Visual appeal is extremely important. First impressions (the result of visual perception) are crucial in making friends. It's normal for people to be attracted to what they perceive as beautiful. For couples or groups of three to form a successful friendship, they must all be able to accept each other's appearance. (Personally, I value first impressions; although I'm somewhat attracted to women, I'm not smitten with every woman.)
4. The need for trust in dating between spouses.
To be honest, the level of integrity among Chinese people seems to be declining with the development of material civilization. One thing is certain: couples or single men who successfully make friends on this forum must be honest with each other, communicate sincerely, respect each other, and treat each other kindly. Therefore, making friends with integrity, sincerity, and mutual respect should have a high success rate.

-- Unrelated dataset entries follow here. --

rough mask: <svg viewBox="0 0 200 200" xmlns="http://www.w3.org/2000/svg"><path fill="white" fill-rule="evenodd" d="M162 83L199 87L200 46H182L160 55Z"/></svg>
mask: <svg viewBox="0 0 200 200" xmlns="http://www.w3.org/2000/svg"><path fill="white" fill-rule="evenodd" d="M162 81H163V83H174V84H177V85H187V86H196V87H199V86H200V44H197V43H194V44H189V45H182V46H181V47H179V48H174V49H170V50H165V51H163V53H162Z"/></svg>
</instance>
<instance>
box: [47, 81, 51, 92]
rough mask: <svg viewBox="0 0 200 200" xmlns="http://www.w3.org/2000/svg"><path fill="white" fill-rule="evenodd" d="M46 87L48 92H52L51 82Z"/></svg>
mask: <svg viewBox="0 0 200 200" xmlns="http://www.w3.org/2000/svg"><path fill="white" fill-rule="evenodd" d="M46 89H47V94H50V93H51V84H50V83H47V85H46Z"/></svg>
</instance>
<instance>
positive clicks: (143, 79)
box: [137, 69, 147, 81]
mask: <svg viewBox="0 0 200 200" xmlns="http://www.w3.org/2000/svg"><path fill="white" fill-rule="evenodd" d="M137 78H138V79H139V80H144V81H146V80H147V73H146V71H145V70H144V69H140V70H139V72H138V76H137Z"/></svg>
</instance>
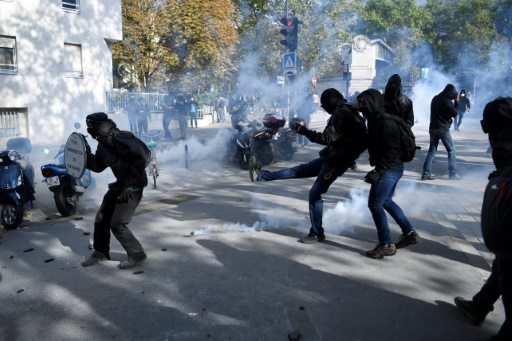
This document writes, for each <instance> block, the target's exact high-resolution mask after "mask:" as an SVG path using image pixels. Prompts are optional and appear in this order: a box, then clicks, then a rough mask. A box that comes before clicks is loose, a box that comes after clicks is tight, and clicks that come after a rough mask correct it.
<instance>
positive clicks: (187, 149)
mask: <svg viewBox="0 0 512 341" xmlns="http://www.w3.org/2000/svg"><path fill="white" fill-rule="evenodd" d="M185 168H186V169H188V144H186V145H185Z"/></svg>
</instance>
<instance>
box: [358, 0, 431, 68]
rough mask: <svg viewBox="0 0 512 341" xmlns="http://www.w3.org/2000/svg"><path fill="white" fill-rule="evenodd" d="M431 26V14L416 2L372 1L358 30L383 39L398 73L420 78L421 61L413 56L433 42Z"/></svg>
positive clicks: (370, 35)
mask: <svg viewBox="0 0 512 341" xmlns="http://www.w3.org/2000/svg"><path fill="white" fill-rule="evenodd" d="M439 1H440V0H439ZM432 25H433V19H432V16H431V13H430V12H429V11H427V9H426V8H425V7H423V6H417V5H416V4H415V1H414V0H393V1H389V0H369V1H367V2H366V6H365V8H364V11H363V12H362V21H361V23H360V27H359V30H360V31H361V33H364V34H366V35H367V36H369V37H371V38H380V39H382V40H383V41H384V42H386V44H388V45H389V46H390V47H391V48H392V49H393V50H394V52H395V53H394V64H395V66H396V68H397V70H398V72H400V73H405V74H412V75H418V68H419V67H421V65H419V64H421V61H420V60H415V59H413V57H412V56H413V55H414V51H415V50H416V49H418V48H420V47H421V46H422V45H423V44H425V43H432V42H433V41H434V38H435V34H434V31H433V28H432Z"/></svg>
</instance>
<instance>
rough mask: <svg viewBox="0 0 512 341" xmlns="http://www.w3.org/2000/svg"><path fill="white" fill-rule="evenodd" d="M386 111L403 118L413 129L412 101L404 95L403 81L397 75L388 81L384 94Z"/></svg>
mask: <svg viewBox="0 0 512 341" xmlns="http://www.w3.org/2000/svg"><path fill="white" fill-rule="evenodd" d="M384 111H385V112H387V113H388V114H391V115H395V116H398V117H400V118H402V119H403V120H404V121H405V122H407V124H409V126H411V127H412V126H413V125H414V110H413V107H412V101H411V100H410V99H409V97H407V96H406V95H404V94H403V93H402V79H401V78H400V76H399V75H397V74H394V75H392V76H391V77H389V79H388V84H387V85H386V89H385V92H384Z"/></svg>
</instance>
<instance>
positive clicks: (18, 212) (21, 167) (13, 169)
mask: <svg viewBox="0 0 512 341" xmlns="http://www.w3.org/2000/svg"><path fill="white" fill-rule="evenodd" d="M29 143H30V142H29ZM7 146H9V142H8V143H7ZM28 166H30V167H31V165H30V164H29V163H28V161H27V160H24V159H23V158H22V156H21V155H20V154H19V153H18V152H17V151H16V150H4V151H1V152H0V206H1V217H0V221H1V224H2V226H3V227H4V228H6V229H15V228H17V227H18V226H19V225H20V224H21V222H22V221H23V212H24V205H25V204H26V203H27V202H30V204H31V206H32V201H33V200H35V198H34V193H35V191H34V187H33V186H32V184H31V182H30V179H29V178H28V177H27V174H26V173H25V170H27V171H28V172H30V168H29V167H28ZM32 174H33V173H32ZM32 181H33V180H32Z"/></svg>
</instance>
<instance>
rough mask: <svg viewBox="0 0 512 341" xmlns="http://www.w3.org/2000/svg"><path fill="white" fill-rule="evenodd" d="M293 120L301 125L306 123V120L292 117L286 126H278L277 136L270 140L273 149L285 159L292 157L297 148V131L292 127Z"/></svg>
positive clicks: (293, 123)
mask: <svg viewBox="0 0 512 341" xmlns="http://www.w3.org/2000/svg"><path fill="white" fill-rule="evenodd" d="M295 122H298V123H299V124H302V125H305V124H306V121H305V120H303V119H302V118H298V117H295V118H292V119H291V120H290V121H289V123H288V128H284V127H283V128H279V137H278V138H277V139H274V140H272V143H273V144H274V149H275V150H276V152H277V153H279V154H281V156H282V157H283V159H284V160H286V161H289V160H291V159H293V157H294V155H295V152H296V151H297V150H298V141H297V132H296V131H295V128H294V127H293V125H294V124H295Z"/></svg>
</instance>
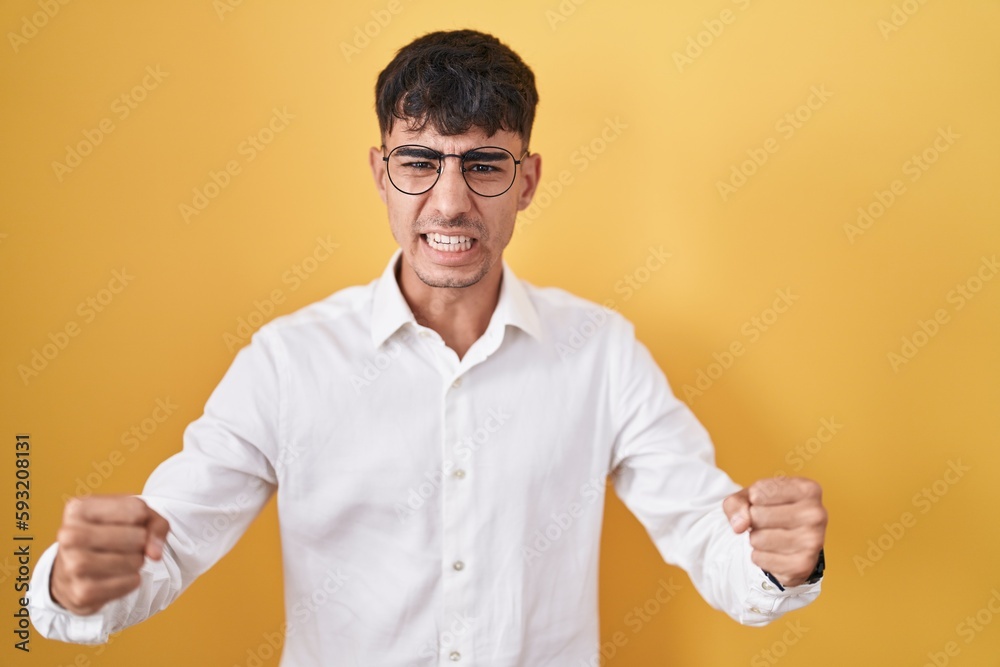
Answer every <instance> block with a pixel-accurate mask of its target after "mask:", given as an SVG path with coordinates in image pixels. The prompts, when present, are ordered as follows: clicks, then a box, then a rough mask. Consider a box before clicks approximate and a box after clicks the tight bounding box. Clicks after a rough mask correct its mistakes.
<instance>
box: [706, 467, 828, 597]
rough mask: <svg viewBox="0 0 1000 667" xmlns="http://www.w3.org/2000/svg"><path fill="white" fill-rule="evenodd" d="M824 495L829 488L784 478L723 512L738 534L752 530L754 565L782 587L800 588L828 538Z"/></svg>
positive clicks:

If you feel good, be friends; if you don't, say goodbye properly.
5. Rules and requirements for couples making friends.
The "rules" referred to here are the rules of the game. The four or three people should operate in an atmosphere of mutual honesty, not engaging in unrestrained promiscuous activities. Maintaining a relatively stable friendship within a fixed timeframe is crucial. Do not disrupt each other's lives, and certainly do not damage marital relationships. Do not interfere with each other's private space.
Finally, thank you to the park for providing such a wonderful platform for making friends. May all friends have more joyful interactions, and may couples enjoy happy and fulfilling relationships. May everyone, while maintaining their own families and lives, work together with sincerity and understanding to achieve harmonious development.